# !4 HP B/S backfire



## TomF1 (Nov 15, 2004)

*14 HP B/S backfire*

I attemped to start my mower, the air temp 65 degs, the engine was cold, it backfired,and has been a cranking more than usuall now to start. Normally before the back fire it cranked over about 3 times and fired up.

B/S Model 280HO7 Type 0166E1 1 yr old


The owners manual says to shut the engine off at full throttle to prevent back fire which I do.

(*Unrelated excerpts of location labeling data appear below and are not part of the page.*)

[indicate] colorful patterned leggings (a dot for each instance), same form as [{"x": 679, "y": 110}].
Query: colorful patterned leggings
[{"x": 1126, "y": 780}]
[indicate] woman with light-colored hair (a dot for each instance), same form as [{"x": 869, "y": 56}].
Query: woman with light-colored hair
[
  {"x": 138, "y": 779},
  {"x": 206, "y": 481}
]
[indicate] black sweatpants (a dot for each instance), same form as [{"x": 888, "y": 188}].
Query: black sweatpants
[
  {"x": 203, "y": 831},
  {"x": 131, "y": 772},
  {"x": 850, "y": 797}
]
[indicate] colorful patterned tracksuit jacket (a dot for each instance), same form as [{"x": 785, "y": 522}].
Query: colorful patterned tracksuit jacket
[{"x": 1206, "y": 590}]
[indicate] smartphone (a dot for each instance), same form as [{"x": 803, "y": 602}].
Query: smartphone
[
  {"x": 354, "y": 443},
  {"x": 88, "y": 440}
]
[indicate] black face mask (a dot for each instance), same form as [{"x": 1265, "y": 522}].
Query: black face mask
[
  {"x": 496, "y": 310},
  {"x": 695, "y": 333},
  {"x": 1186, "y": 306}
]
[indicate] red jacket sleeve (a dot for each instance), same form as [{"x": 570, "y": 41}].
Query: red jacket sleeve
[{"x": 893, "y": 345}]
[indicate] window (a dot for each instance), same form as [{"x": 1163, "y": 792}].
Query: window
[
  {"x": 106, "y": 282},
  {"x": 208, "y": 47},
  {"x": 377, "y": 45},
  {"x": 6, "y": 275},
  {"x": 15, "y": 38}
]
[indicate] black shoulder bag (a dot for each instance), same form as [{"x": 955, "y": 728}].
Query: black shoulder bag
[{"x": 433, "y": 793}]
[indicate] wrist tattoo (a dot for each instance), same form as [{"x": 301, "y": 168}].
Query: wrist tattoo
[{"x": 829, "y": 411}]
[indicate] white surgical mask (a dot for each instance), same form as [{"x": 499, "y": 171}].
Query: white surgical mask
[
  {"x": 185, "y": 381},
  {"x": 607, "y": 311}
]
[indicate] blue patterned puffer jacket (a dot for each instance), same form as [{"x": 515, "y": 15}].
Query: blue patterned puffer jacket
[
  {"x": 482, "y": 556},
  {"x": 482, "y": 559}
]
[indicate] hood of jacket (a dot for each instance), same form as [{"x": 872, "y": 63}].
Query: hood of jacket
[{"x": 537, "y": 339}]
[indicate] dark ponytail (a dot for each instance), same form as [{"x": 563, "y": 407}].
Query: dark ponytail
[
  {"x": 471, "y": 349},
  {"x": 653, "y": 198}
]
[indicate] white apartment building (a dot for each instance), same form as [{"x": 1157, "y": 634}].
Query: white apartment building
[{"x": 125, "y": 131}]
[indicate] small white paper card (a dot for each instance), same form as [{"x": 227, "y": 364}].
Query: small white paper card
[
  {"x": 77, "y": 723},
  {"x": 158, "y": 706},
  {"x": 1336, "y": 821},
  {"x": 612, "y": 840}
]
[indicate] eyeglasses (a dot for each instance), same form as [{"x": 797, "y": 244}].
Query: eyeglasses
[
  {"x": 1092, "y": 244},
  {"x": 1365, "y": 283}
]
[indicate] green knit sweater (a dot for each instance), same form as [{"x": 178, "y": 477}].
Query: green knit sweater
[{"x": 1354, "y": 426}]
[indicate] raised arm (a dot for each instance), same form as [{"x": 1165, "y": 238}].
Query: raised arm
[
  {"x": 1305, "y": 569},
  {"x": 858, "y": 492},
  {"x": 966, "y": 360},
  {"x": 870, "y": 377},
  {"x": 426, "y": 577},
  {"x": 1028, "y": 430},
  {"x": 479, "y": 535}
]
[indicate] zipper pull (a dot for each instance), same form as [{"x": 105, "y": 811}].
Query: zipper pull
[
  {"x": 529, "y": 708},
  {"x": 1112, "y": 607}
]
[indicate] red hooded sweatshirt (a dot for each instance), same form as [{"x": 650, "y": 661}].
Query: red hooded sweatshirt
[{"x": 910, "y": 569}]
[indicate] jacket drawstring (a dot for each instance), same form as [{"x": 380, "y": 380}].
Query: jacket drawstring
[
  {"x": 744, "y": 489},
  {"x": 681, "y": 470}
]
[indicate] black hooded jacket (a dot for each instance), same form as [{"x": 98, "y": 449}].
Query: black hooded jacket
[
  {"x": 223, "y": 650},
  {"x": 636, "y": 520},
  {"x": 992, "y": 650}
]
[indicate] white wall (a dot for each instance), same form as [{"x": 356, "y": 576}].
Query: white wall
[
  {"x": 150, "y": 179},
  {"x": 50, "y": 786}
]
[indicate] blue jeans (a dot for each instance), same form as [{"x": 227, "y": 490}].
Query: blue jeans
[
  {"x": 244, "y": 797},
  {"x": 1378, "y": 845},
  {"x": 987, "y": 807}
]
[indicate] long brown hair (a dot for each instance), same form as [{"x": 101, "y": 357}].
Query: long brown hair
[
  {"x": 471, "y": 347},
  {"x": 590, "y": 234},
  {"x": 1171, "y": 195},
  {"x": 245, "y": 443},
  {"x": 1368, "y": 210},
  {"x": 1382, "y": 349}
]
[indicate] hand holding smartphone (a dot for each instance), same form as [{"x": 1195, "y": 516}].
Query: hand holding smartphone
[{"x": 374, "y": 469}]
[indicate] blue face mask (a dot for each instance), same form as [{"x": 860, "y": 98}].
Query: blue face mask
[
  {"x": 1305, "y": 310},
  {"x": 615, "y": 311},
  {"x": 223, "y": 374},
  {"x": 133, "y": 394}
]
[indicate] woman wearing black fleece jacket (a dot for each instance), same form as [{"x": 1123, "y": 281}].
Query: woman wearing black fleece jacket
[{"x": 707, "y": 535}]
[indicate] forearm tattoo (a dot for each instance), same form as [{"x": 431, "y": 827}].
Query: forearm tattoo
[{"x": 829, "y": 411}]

Could the headgasket have blown when the backfire occured, its runs great when its running plenty of power, or the crankshaft ket sheared slightly to throw off the timing?




TIA

Tom


----------



## roperdude91 (Nov 10, 2004)

TomF1 said:


> I attemped to start my mower, the air temp 65 degs, the engine was cold, it backfired,and has been a cranking more than usuall now to start. Normally before the back fire it cranked over about 3 times and fired up.
> 
> B/S Model 280HO7 Type 0166E1 1 yr old
> 
> ...


i have a briggs 4hp quantum that backfires through the carb, shop said thevalves needed to be replaced :tongue: 
had em replaced still did it, turned out the cam lobes were screwed up, warped and out of whatever lol

i have a honda gcv160 that the valves are sticking on to the point that alot of the times you try to start it or run it at a low idle it backfires through the muffler an carb at the same time and sometimes just through the muffler, qwhen its just through the muffler, there is a 2 to 3 foot flame to go with it  
i seriously need to hold onto my money and get enough to rebui;ld that thing, i majorly screwed up on the carb work today, i set the idle speed so high u can tell is its at ull or idle unless you look at the throttle lever

i dont know if its running rich or not it just dont smoke unless u put it under a big load or you choke it
still could be carbon fouling the plug again, i hope not, it hasnt ran right for years, maybe its cuz it has over 1000 hours on it and most of its mulching feild grass


----------



## bugman (Aug 12, 2004)

turn the needle valve 1/8 turn counterclockwise for easy starting in the cold. my 12 horse does the same thing but really it isn't nothing to worry about. everything checks out on mine its just the cold and if it was used alot it'll do it


----------